When is a macchiato not a macchiato?

Over at Thrillist, food journalist Nicole A. Taylor penned an article titled “How the Starbucks Macchiato Ruined My Indie Coffee Shop Experiences.” It’s a perspective I hadn’t entirely considered before.

The gist of the story is Taylor first encountered a macchiato at Starbucks. Now when going to indie cafes, she wonders why the drink they call a macchiato isn’t what she expects.

Here’s where my experience and hers overlap despite a significant difference. Yes, my first macchiato was at Starbucks, and yes I was also confused when ordering one elsewhere only to find it was a completely different drink. See at Starbucks what they call a “macchiato” is essentially a latte sweetened with caramel. But that’s not the traditional meaning of a “macchiato.”

My first confusion about what the word meant was at Peet’s, an American coffee chain that’s much smaller than Starbucks — though by no means an indie cafe. I was just a teenager at the time and didn’t understand why the Peet’s version of the macchiato was so much smaller and not as sweet as the drink of the same name at Starbucks.

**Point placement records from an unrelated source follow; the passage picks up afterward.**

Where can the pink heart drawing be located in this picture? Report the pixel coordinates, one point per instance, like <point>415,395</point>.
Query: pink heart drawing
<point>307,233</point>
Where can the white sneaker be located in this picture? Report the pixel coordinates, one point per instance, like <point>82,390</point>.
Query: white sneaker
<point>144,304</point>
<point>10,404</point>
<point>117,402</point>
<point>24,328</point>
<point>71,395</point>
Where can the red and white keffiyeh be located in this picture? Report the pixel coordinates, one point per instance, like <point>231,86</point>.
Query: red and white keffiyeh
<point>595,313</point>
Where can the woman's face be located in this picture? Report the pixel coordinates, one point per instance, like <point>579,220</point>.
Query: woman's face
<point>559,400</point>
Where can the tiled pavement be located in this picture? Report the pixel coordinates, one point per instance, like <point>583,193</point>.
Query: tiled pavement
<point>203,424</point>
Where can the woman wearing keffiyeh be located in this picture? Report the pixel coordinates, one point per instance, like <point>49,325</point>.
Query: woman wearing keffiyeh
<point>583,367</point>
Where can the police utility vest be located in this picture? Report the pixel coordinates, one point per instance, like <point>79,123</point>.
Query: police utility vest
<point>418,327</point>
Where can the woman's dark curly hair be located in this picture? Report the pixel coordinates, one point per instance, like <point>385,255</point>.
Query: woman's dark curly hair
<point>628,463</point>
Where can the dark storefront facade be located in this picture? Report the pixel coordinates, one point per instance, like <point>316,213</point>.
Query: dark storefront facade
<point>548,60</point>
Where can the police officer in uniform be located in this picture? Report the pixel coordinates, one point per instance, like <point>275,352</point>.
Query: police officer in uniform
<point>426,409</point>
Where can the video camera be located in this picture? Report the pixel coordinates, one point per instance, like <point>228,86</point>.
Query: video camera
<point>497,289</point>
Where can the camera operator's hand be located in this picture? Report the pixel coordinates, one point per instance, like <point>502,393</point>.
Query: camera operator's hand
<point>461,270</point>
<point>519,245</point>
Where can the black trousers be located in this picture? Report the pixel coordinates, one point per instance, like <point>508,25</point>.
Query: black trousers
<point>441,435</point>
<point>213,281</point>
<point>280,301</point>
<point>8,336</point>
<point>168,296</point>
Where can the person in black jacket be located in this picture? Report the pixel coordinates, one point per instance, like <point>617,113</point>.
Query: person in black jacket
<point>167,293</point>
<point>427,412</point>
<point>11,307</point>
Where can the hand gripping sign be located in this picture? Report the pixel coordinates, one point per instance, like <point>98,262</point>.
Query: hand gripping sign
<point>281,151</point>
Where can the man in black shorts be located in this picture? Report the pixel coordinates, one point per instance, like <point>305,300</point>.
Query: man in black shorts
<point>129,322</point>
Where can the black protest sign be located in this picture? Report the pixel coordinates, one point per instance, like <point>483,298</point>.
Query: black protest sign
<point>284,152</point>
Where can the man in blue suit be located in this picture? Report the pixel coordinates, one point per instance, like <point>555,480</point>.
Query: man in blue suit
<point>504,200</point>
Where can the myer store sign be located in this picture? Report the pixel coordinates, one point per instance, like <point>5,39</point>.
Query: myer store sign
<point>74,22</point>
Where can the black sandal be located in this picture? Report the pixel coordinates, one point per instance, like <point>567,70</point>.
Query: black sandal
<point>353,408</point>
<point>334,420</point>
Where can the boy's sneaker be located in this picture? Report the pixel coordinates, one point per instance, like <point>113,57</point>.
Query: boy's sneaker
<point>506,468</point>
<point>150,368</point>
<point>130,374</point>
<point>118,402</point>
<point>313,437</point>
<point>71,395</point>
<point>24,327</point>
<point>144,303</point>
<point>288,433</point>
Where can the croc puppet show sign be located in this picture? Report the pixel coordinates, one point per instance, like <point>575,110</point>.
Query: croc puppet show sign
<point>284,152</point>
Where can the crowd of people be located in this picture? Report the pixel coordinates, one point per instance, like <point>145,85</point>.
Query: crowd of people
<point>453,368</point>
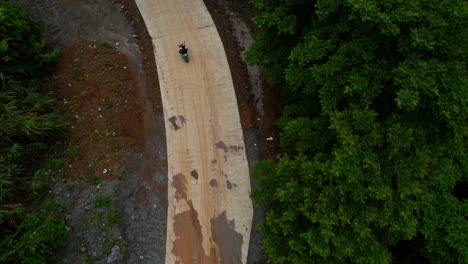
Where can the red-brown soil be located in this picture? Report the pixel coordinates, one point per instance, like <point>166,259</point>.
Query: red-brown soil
<point>96,87</point>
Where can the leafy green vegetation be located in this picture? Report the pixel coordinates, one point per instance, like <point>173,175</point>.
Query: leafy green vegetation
<point>374,130</point>
<point>29,127</point>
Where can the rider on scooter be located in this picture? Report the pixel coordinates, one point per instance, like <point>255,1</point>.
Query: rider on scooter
<point>183,48</point>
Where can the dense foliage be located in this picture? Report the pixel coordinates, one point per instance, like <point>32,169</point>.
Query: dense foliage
<point>29,124</point>
<point>374,130</point>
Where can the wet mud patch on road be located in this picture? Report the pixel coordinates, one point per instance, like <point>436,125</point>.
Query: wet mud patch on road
<point>188,226</point>
<point>213,183</point>
<point>180,184</point>
<point>194,174</point>
<point>228,240</point>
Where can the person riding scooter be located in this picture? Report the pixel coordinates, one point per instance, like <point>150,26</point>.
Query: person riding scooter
<point>183,48</point>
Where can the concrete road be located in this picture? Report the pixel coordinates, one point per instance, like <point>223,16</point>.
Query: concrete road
<point>210,211</point>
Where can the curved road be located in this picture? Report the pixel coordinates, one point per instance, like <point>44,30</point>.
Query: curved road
<point>210,211</point>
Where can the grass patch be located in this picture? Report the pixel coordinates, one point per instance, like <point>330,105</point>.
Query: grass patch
<point>103,202</point>
<point>105,45</point>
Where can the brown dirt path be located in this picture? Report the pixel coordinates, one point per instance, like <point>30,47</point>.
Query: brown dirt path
<point>209,212</point>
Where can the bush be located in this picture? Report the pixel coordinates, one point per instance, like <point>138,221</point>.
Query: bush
<point>37,237</point>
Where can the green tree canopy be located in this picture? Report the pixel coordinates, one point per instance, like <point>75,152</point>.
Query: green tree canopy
<point>374,129</point>
<point>23,50</point>
<point>29,125</point>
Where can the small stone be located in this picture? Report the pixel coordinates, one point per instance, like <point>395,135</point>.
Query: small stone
<point>114,255</point>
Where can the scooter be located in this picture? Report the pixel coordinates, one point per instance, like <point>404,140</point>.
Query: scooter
<point>183,51</point>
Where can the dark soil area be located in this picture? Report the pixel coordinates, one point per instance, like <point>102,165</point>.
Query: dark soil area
<point>115,190</point>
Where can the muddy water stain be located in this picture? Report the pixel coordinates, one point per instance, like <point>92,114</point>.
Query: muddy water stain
<point>194,174</point>
<point>174,124</point>
<point>228,240</point>
<point>180,184</point>
<point>222,146</point>
<point>187,246</point>
<point>228,184</point>
<point>182,120</point>
<point>213,183</point>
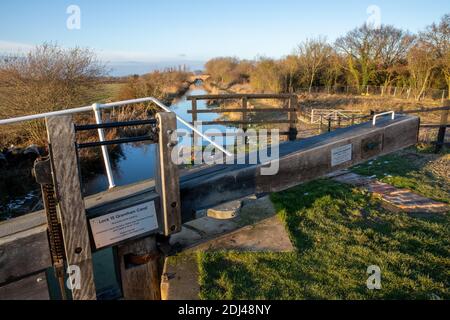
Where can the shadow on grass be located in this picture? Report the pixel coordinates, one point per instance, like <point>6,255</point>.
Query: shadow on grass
<point>338,233</point>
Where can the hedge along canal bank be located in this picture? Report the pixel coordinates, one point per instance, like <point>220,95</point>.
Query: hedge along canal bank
<point>133,162</point>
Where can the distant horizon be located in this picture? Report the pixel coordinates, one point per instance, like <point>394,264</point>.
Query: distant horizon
<point>141,36</point>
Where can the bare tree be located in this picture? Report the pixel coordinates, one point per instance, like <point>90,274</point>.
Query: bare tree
<point>291,69</point>
<point>437,37</point>
<point>421,65</point>
<point>313,55</point>
<point>372,54</point>
<point>48,78</point>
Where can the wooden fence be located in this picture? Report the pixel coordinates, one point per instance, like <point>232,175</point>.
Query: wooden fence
<point>246,121</point>
<point>332,122</point>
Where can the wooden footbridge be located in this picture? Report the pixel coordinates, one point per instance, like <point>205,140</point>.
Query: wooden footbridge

In those ancient times before wifi, Google, and smartphones definitive answers to questions like “what is a macchiato” were not readily available.

The answer by the way is Starbucks has muddied the waters so to speak; if you want a traditional macchiato at Starbucks you have to specifically order an “espresso macchiato.”

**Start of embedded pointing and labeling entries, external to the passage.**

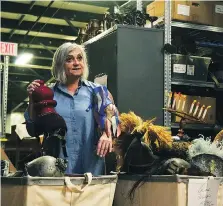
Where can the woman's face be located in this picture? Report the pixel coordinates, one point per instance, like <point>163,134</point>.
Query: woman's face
<point>74,64</point>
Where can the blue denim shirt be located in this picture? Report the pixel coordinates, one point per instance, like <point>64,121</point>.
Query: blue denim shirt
<point>81,137</point>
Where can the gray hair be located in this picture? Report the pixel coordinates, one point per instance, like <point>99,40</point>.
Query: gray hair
<point>59,59</point>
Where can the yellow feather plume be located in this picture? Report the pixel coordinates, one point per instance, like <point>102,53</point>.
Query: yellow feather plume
<point>158,135</point>
<point>219,137</point>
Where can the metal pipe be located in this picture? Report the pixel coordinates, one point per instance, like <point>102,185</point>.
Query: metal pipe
<point>5,94</point>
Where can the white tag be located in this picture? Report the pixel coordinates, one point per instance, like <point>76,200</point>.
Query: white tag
<point>203,192</point>
<point>219,9</point>
<point>183,10</point>
<point>190,70</point>
<point>179,68</point>
<point>102,80</point>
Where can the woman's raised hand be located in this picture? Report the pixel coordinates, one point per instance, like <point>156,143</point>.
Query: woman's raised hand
<point>32,86</point>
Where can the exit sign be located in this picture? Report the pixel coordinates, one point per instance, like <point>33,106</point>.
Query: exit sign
<point>8,49</point>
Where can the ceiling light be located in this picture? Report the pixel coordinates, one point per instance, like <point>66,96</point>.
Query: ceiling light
<point>23,59</point>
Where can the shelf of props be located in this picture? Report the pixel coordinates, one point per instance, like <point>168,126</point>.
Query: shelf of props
<point>209,86</point>
<point>197,126</point>
<point>177,24</point>
<point>190,111</point>
<point>196,26</point>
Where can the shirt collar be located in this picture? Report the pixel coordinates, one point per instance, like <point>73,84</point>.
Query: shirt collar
<point>63,88</point>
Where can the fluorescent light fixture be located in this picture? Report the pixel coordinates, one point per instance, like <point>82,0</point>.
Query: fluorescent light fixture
<point>23,59</point>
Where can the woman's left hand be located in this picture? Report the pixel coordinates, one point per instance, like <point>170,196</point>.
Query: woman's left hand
<point>104,145</point>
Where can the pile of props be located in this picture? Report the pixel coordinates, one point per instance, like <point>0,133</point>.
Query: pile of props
<point>53,128</point>
<point>147,149</point>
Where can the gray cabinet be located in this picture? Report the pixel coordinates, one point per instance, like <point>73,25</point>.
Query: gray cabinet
<point>133,60</point>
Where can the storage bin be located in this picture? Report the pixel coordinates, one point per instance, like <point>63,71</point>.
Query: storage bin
<point>158,191</point>
<point>190,67</point>
<point>58,191</point>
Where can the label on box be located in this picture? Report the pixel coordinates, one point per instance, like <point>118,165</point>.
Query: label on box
<point>183,10</point>
<point>179,68</point>
<point>203,192</point>
<point>219,9</point>
<point>190,70</point>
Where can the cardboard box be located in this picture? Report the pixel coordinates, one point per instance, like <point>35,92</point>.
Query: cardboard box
<point>217,8</point>
<point>190,67</point>
<point>189,11</point>
<point>210,117</point>
<point>58,191</point>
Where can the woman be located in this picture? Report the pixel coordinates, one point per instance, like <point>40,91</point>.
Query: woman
<point>75,99</point>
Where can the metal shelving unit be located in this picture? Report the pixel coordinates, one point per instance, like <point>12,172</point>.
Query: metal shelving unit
<point>168,24</point>
<point>193,83</point>
<point>196,26</point>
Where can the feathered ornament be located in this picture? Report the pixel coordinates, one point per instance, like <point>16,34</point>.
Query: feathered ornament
<point>153,135</point>
<point>219,137</point>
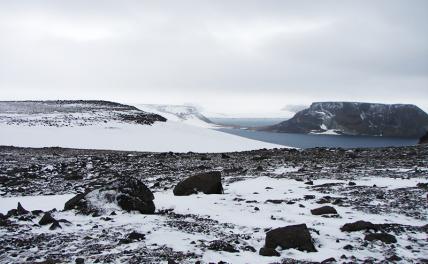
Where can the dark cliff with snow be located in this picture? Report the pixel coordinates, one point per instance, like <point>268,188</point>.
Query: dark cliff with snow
<point>349,118</point>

But Taylor’s life experience is quite different from mine. She’s an African American woman from the South, now living somewhere on the East Coast. A typically pretentious indie coffee shop doesn’t just have cold customer service, when they don’t make a macchiato the way she’s used to it makes her question if she’s being discriminated against for either her race or southern accent.

Taylor’s reaction might seem odd at first, but as a white man from California I’ve never experienced discrimination on either of those two fronts. I haven’t lived in her shoes and who am I to judge the experiences of others anyway?

Although she eventually learned like many of us about the difference between a traditional macchiato vs. a Starbucks macchiato, her takeaway is that Starbucks has friendlier customer service than most indie cafes, which… is almost certainly true. Though I have to say, if only Starbucks had given their sugary, caramel beverage a unique name instead of re-branding the humble macchiato we wouldn’t be having this conversation in the first place.